Just days before Donald Trump takes office, the director of national intelligence and attorney general have issued new procedures that undermine Americans’ right to privacy and Fourth Amendment constitutional protections. These procedures will allow the NSA to share with other intelligence agencies “raw intelligence” that it collects while conducting mass surveillance under Executive Order 12333, which has been in effect since 1981. Raw intelligence just what it sounds like—emails and phone calls and anything else that the NSA collects during its daily surveillance. These records aren’t minimized or redacted to mask identifying information.
The previous procedures allowed for the NSA to share this information with other intelligence agencies, but only after it had been minimized to protect individuals’ privacy, and only if it was pertinent to their mission.
These new, more lax procedures are extremely troubling because thanks to legal loopholes, EO 12333 is used to scoop up billions of communications around the world every day, including those of Americans, without a warrant or any judicial—or even congressional—oversight. The idea behind EO 12333 was that it govern NSA collection of purely foreign communications.
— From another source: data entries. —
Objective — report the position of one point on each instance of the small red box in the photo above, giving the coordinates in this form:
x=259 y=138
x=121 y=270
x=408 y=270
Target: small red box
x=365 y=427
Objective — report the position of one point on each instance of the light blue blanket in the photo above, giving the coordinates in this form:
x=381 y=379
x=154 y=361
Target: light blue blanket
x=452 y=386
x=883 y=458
That collection didn’t need judicial or congressional oversight because if all the people in those communications were abroad, they weren’t entitled to the protections of our laws.
That all made sense when President Reagan signed the order, but today, the NSA uses EO 12333 to tap the cables that connect the internet across the world. An email I send from my office to a colleague just one floor down could travel between servers in Japan and Brazil before getting to its destination, and could get picked up by the NSA along the way as a “foreign communication.” Accordingly, the NSA has a virtually unchecked authority to warrantlessly collect Americans communications.
All of this is troubling in and of itself, but it becomes even more concerning in light of the new procedures that allow the NSA to share the information it collects with other intelligence agencies, without first trying to screen out Americans’ communications or identifying information. The procedures say that a high-level official at an agency like the FBI could make an application to the NSA for the communications that state the specific “authorized foreign intelligence or counterintelligence missions that are the basis for the request.”
This may seem reasonable, until you realize that “foreign intelligence” is really a catch all that can include most anything happening abroad. EO 12333 defines it as “information relating to the capabilities, intentions and activities of foreign powers, organizations or persons.” Don’t let the “organizations or persons” part of that definition hide behind the more important-seeming term “foreign powers.”
That definition means that “foreign intelligence” includes communications about political and human rights activities, like if you send an email as part of an Amnesty International campaign to free a political prisoner. It can include anything impacting the economy—even a mom-and-pop coffee shop’s email about a business trip to Europe to procure the finest French chocolate for their cookies. It can even be stretched to include social plans you make for your vacation abroad.
Now, is the FBI likely to ask to see the chocolate emails when it requests raw foreign intelligence information under these procedures? No. But despite some process-oriented protections built into the procedures, with no external oversight or transparency, it would be hard to know if abuse did happen.
Even without abuse, these procedures can serve as yet another work-around for the warrant requirement of our Constitution. If the communications the agency accesses only involve Americans, the procedures require that they be destroyed unless they have foreign intelligence or counterintelligence value. But they can be kept and disseminated if the agency thinks they include evidence of a crime. In that case, the communications could be shared, for example, with the Department of Justice or the FBI and used in a criminal investigation that would have otherwise required a warrant from a judge to obtain the same information.
While it’s a big step forward in transparency that these procedures were made public in the first place, we still won’t know enough information about how much information will get shared, how often, and when it will be used for non-foreign intelligence investigations or prosecutions. We may simply never know the full impact these new procedures will have on our privacy.